Virtual Computer’s release of NxTop version 2.0 of this month (see http://www.virtualcomputer.com/virtual-computer-ships-nxtop-2) continues to prove their leadership in client-side virtualization by delivering robust features to meet the needs of the corporate desktop. The delayed release of Citrix’ XenClient and VMware’s Client Virtualization Platform (CVP) to the market has left few options for customers whose virtual desktop implementations need to address a larger offline or disconnected use case.
Client-side virtualization can be achieved using one of two methods: a Type-1 hypervisor (CVP, NxTop, or XenClient) where the operating system runs as a virtual guest leveraging a bare-metal hypervisor similar to what is used for server virtualization; or a Type-2 hypervisor (MokaFive and VMware ACE), which are called “hosted” because they are software-based, requiring an underlying operating system. A Type-1 solution gives the greatest user performance because it accesses the local hardware directly through the hypervisor and doesn’t have to share resources with a hosting operating system. On the flip side, Type-1 solutions typically need specific hardware and must be approved by the vendor in order to be supported, whereas Type-2 solutions are only concerned with the hosting operating system.
Citrix and VMware VDI projects are beginning to expand from small use cases, such as offshore developers, to mainstream desktop replacements. The one use case CVP and XenClient are working to address is the disconnected or offline user. The panacea of these projects would be to deliver a robust desktop experience, regardless where the user connects from, or even if they are not connected at all, while maintaining corporate policies and centralized management of the desktop. Client-side virtualization provides the means to achieve this.

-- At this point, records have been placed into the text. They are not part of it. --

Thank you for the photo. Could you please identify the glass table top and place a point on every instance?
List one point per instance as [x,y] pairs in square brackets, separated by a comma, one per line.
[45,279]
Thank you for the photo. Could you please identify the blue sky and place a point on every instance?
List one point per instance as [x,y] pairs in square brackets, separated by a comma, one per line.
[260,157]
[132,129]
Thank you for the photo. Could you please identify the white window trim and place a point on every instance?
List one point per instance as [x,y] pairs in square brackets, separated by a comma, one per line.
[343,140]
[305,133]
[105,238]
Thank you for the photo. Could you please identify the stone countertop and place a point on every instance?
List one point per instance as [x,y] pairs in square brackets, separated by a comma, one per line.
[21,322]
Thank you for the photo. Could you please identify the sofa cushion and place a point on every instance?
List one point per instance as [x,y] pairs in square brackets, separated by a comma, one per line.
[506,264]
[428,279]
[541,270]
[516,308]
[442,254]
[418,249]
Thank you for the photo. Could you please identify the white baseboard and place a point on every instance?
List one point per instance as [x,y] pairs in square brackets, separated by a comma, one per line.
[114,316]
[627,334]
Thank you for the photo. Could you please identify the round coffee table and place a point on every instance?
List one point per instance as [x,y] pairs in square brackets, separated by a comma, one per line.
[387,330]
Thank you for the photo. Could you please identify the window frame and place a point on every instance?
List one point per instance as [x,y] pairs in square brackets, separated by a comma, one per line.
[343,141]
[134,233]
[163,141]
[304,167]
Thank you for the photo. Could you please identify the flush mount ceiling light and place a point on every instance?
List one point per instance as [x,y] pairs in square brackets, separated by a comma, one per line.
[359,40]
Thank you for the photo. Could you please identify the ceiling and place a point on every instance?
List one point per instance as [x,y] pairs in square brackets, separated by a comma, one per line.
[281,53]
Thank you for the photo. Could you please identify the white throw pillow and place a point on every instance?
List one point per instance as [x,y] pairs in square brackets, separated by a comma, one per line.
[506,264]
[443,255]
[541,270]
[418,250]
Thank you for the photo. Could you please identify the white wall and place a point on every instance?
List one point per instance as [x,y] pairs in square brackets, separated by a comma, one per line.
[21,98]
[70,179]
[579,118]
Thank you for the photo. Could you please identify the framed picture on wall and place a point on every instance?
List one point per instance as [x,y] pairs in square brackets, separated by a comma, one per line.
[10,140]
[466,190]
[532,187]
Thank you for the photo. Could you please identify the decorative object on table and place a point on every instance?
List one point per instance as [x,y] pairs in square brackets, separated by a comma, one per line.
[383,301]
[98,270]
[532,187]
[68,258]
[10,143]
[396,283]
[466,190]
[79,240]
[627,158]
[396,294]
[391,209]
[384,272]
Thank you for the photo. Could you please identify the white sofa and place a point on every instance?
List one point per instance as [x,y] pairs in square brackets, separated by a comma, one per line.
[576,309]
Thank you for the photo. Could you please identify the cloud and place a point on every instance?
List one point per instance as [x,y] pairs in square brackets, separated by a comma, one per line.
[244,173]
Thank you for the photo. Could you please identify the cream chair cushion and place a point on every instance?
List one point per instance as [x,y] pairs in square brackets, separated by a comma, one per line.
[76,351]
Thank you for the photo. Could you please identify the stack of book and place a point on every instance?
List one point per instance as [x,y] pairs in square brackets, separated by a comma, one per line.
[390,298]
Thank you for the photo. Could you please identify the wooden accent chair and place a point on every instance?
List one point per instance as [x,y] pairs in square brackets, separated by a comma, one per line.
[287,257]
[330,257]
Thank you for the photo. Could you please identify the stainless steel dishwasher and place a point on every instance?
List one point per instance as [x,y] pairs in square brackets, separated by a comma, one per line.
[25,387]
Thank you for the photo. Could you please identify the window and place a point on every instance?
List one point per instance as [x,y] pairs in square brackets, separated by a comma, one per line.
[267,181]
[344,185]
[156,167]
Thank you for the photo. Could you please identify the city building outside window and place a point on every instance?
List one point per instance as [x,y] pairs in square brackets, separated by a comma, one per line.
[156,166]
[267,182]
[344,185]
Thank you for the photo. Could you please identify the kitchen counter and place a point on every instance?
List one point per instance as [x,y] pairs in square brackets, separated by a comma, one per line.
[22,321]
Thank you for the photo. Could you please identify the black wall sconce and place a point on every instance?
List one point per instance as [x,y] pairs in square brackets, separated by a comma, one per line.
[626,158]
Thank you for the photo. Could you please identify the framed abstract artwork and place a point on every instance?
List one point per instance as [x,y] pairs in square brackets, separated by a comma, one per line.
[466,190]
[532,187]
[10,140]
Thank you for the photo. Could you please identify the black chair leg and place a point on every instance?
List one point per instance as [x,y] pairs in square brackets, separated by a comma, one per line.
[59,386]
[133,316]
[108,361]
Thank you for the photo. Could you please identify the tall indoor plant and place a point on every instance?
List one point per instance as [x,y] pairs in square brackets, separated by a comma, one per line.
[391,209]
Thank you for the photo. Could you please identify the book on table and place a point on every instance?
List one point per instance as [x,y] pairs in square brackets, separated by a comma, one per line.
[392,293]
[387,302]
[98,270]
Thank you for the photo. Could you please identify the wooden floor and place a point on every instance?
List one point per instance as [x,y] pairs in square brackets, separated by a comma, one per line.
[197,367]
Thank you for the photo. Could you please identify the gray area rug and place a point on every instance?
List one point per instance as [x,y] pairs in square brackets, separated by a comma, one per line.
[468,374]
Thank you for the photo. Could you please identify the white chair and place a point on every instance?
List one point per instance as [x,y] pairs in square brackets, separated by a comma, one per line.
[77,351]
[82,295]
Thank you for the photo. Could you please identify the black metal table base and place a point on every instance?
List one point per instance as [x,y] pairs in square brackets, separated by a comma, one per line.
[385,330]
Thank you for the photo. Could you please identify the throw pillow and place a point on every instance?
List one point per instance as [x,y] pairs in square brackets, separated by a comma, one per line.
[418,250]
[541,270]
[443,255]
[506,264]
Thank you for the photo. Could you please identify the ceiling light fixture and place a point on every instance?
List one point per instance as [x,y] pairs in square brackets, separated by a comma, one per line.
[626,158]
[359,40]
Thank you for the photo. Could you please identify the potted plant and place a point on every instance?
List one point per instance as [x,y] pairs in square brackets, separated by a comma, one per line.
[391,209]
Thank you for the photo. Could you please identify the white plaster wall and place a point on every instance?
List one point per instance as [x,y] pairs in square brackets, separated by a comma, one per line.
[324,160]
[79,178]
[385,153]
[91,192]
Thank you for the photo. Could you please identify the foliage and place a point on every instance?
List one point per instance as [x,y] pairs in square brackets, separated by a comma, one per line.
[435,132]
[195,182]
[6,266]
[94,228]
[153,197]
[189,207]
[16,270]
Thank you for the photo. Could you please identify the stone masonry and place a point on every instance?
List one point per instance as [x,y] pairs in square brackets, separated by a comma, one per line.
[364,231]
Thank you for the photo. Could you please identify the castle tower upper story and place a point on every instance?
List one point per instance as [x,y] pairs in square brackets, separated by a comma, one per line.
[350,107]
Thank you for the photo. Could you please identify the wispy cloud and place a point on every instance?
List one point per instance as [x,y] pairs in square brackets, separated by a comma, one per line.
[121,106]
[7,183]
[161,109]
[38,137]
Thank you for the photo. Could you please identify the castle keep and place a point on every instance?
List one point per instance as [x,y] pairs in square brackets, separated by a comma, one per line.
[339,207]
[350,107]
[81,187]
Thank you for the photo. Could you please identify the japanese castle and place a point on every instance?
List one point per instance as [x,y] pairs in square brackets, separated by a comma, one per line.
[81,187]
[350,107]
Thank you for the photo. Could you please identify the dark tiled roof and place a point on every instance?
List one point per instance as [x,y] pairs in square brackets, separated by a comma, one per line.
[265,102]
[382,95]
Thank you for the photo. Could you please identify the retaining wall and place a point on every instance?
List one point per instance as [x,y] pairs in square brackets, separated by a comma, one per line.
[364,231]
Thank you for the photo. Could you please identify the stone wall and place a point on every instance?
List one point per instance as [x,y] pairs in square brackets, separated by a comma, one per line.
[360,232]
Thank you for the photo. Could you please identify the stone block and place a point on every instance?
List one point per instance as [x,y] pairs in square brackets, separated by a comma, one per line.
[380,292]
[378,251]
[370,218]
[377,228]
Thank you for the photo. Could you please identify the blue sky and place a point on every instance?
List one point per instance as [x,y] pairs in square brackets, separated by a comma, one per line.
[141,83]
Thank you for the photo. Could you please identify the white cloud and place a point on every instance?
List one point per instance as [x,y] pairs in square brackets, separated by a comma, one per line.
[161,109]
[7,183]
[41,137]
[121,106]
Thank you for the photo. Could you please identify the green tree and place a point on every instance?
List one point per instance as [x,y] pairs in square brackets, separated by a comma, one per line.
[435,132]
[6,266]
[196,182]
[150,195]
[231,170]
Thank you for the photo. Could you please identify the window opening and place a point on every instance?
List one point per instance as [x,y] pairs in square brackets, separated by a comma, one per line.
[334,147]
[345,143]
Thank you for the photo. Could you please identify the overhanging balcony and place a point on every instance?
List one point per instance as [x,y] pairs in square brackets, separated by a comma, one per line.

Where Desktop and Presentation Virtualization End
The number one critical success factor in VDI pilots and proofs of concept are end user experience. The ability to work in a desktop that not only looks but feels local has been the driver for enhancements in Citrix’ HDX and VMware’s PCoIP efforts. Even with these enriched features, there are instances where “leveraging the local hardware for multimedia and other high-end computing is needed” says Thomas Reed, Virtual Computer’s Director of Systems Engineering for North America. “Hosted VDI solutions cannot compare in performance to directly addressing the local hardware, and in many cases we [NxTop] are displacing those VDI solutions.” A strength Virtual Computer sees it has over the up and coming solutions is their expansive hardware support. “The ability to use existing machines will reduce the overall costs of a company’s VDI deployment,” says Reed.
Co-existence is Key
There is no one-size fits all when it comes to corporate desktops. In my Enterprise Desktop Strategy whitepaper I discuss the need to support both physical and virtual desktops and to select processes and tools that will help manage the user environment in both. Application Virtualization and User Profile Management are required pieces of the puzzle for an operationally efficient desktop environment. Customers who have made investments in Terminal Services/RDS, Citrix XenApp/XenDesktop, and VMware View will want to continue using these solutions, and there is no reason they shouldn’t. Not every user will need an offline desktop, or even a full VDI desktop. For example, a rental car agent may have very specific applications and functions that are only needed when they are sitting behind the agent desk and the tasks are limited to rental contracts. These applications may be best hosted on RDS with Citrix XenApp because they are lightweight and do not require much local processing power. A regional manager, who may need to visit accident sites or multiple company locations, would require additional functionality that the agent does not, and may be better off with locally installed or locally virtualized operating system and applications.
Late to the Game, but still in it
It is disappointing that we have not seen production releases of offline technology from the top two VDI vendors, both of whom have seen original delivery time frames come and go. Releasing a new technology that works right out of the gate and as advertised the first time has not been a strong point for either company. With that being said, we should see a lot of lab/testing activity in 2010 while the first or second revisions are released with real production deployments in early 2011. Customers looking to address the disconnected user today can decide to deploy fully configured laptops or look to Virtual Computer’s NxTop as a viable option.